BH Telecom d.d. Sarajevo
- Type: Joint-stock company
- Traded as: SASE: BHTSR
- Industry: Telecommunications
- Founded: 5 April 1993; 33 years ago
- Headquarters: Sarajevo, Bosnia and Herzegovina
- Area served: Bosnia and Herzegovina
- Key people: Amel Kovačević (CEO)
- Products: Fixed telephony Mobile telephony Broadband Internet IT Services
- Revenue: €284.16 million (2025)
- Net income: €33.67 million (2025)
- Total assets: €655.32 million (2025)
- Total equity: €529.47 million (2025)
- Owner: Federation of Bosnia and Herzegovina (90%)
- Number of employees: 2,958 (2025)
- Website: bhtelecom.ba

= BH Telecom =

Bosnian telecommunications company

BH Telecom is a Bosnian telecommunications company, headquartered in Sarajevo, Bosnia and Herzegovina.

==History==
Established in 1993 amidst the breakup of Yugoslavia, this company was the first in Bosnia and Herzegovina to provide GSM, 3G, IPTV, and other services.

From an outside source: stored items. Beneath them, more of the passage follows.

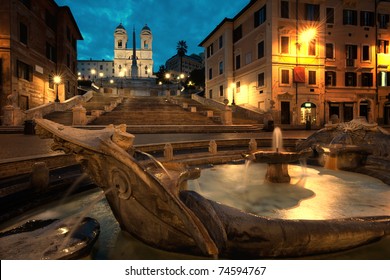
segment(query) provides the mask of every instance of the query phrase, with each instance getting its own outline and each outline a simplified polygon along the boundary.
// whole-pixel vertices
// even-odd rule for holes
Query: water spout
[[[275,127],[272,133],[272,150],[277,153],[283,150],[282,130],[279,127]]]
[[[168,172],[168,170],[165,168],[165,166],[160,161],[158,161],[154,156],[152,156],[151,154],[142,152],[140,150],[137,150],[137,153],[140,153],[140,154],[150,158],[158,167],[160,167],[165,172],[165,174],[167,174],[168,178],[172,180],[172,175]]]

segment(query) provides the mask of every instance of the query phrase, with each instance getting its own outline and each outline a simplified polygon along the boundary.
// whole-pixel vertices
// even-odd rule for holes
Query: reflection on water
[[[204,196],[246,211],[287,219],[327,219],[349,216],[390,215],[390,187],[355,173],[335,173],[323,168],[290,166],[291,184],[265,184],[264,164],[220,165],[202,170],[190,188]],[[245,179],[246,178],[246,179]],[[221,195],[222,194],[222,195]],[[88,259],[198,259],[151,248],[121,231],[102,191],[73,196],[61,206],[50,204],[9,222],[16,226],[29,219],[84,215],[95,218],[101,234]],[[91,203],[94,205],[91,207]],[[2,230],[4,230],[4,225]],[[353,250],[306,259],[390,259],[390,237]]]
[[[290,183],[264,180],[266,164],[202,170],[198,191],[250,213],[284,219],[390,215],[390,187],[372,177],[289,165]],[[210,183],[212,182],[212,183]],[[189,184],[192,188],[192,182]]]

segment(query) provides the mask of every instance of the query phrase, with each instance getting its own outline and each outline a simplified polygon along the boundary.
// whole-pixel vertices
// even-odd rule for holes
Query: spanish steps
[[[109,106],[116,100],[118,97],[95,94],[90,101],[81,105],[87,110],[87,115],[91,115],[93,110],[104,110],[105,106]],[[188,108],[183,108],[183,103],[187,103]],[[191,107],[196,107],[196,112],[191,112]],[[207,117],[207,111],[213,111],[213,117]],[[45,118],[64,125],[72,125],[72,110],[53,112]],[[180,96],[171,97],[169,100],[166,97],[125,97],[116,108],[102,114],[89,125],[122,123],[127,125],[219,125],[221,124],[221,112]],[[257,121],[235,114],[233,114],[233,123],[237,125],[258,124]]]

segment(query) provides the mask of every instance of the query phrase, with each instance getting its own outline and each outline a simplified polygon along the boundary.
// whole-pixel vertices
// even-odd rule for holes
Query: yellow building
[[[389,1],[252,0],[200,43],[205,96],[277,124],[390,124],[389,14]]]
[[[82,39],[67,6],[54,0],[2,0],[0,109],[13,105],[24,111],[77,95],[77,41]]]

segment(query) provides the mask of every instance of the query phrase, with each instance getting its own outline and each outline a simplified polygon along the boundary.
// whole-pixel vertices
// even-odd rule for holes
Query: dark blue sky
[[[154,71],[176,54],[180,40],[187,42],[187,54],[203,52],[199,43],[225,17],[234,17],[249,3],[249,0],[55,1],[70,7],[84,37],[78,43],[78,59],[112,60],[113,33],[119,23],[128,32],[135,27],[139,48],[139,32],[147,24],[153,33]]]

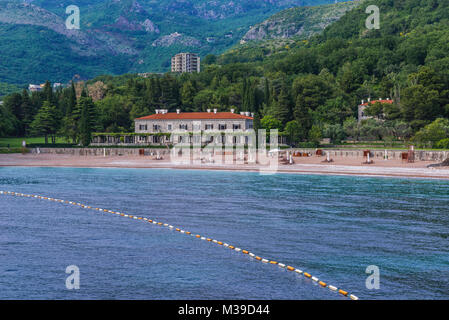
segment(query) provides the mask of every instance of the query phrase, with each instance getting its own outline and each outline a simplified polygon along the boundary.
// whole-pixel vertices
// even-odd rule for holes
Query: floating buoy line
[[[223,242],[223,241],[218,241],[218,240],[215,240],[215,239],[212,239],[212,238],[207,238],[207,237],[201,236],[199,234],[195,234],[195,233],[192,233],[190,231],[186,231],[186,230],[174,227],[174,226],[172,226],[172,225],[170,225],[168,223],[158,222],[158,221],[155,221],[155,220],[152,220],[152,219],[139,217],[139,216],[135,216],[135,215],[130,215],[130,214],[125,214],[125,213],[122,213],[122,212],[116,212],[116,211],[112,211],[112,210],[108,210],[108,209],[94,208],[92,206],[85,205],[85,204],[82,204],[82,203],[79,203],[79,202],[55,199],[55,198],[51,198],[51,197],[44,197],[44,196],[39,196],[39,195],[24,194],[24,193],[11,192],[11,191],[0,191],[0,195],[10,195],[10,196],[16,196],[16,197],[25,197],[25,198],[48,200],[48,201],[53,201],[53,202],[58,202],[58,203],[64,203],[64,204],[70,204],[70,205],[74,205],[74,206],[79,206],[79,207],[84,208],[84,209],[91,209],[91,210],[95,210],[95,211],[98,211],[98,212],[111,213],[111,214],[115,214],[115,215],[118,215],[118,216],[121,216],[121,217],[134,219],[134,220],[141,220],[141,221],[146,222],[146,223],[151,223],[151,224],[153,224],[155,226],[160,226],[160,227],[168,228],[170,230],[175,230],[175,231],[177,231],[177,232],[179,232],[181,234],[192,236],[192,237],[194,237],[196,239],[207,241],[207,242],[210,242],[210,243],[213,243],[213,244],[216,244],[216,245],[228,248],[230,250],[234,250],[236,252],[239,252],[239,253],[242,253],[244,255],[247,255],[247,256],[255,259],[256,261],[260,261],[262,263],[271,264],[271,265],[277,265],[280,268],[286,269],[286,270],[291,271],[291,272],[295,272],[295,273],[297,273],[299,275],[303,275],[304,277],[306,277],[308,279],[311,279],[312,281],[318,283],[321,287],[328,288],[330,291],[337,292],[337,293],[339,293],[339,294],[341,294],[341,295],[343,295],[345,297],[349,297],[352,300],[358,300],[359,299],[357,296],[355,296],[353,294],[350,294],[348,291],[345,291],[343,289],[339,289],[336,286],[333,286],[333,285],[330,285],[330,284],[328,284],[328,283],[326,283],[324,281],[321,281],[320,279],[318,279],[317,277],[312,276],[308,272],[302,271],[300,269],[297,269],[295,267],[286,265],[286,264],[278,262],[278,261],[262,258],[262,257],[260,257],[260,256],[258,256],[256,254],[250,252],[249,250],[244,250],[242,248],[235,247],[235,246],[230,245],[230,244],[228,244],[226,242]]]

Initially, it operated as a government-owned entity, exclusively owned by the Federation of Bosnia and Herzegovina. In 2004, it became a publicly listed company, with the majority of its shares still held by the government. While stock owners hold both governance and ownership rights, the strategic distribution of capital results in the company effectively remaining under government direction and management.

==Company profile==
The General Directorate of the company is located in Sarajevo, with seven regional directorates spanning the entirety of Bosnia and Herzegovina. These regional offices are located in Tuzla, Zenica, Mostar, Bihać, Travnik, Brčko and Goražde. The company also includes Telecom Inženjering, the tenth-largest organizational unit in Bosnia and Herzegovina, headquartered in Sarajevo.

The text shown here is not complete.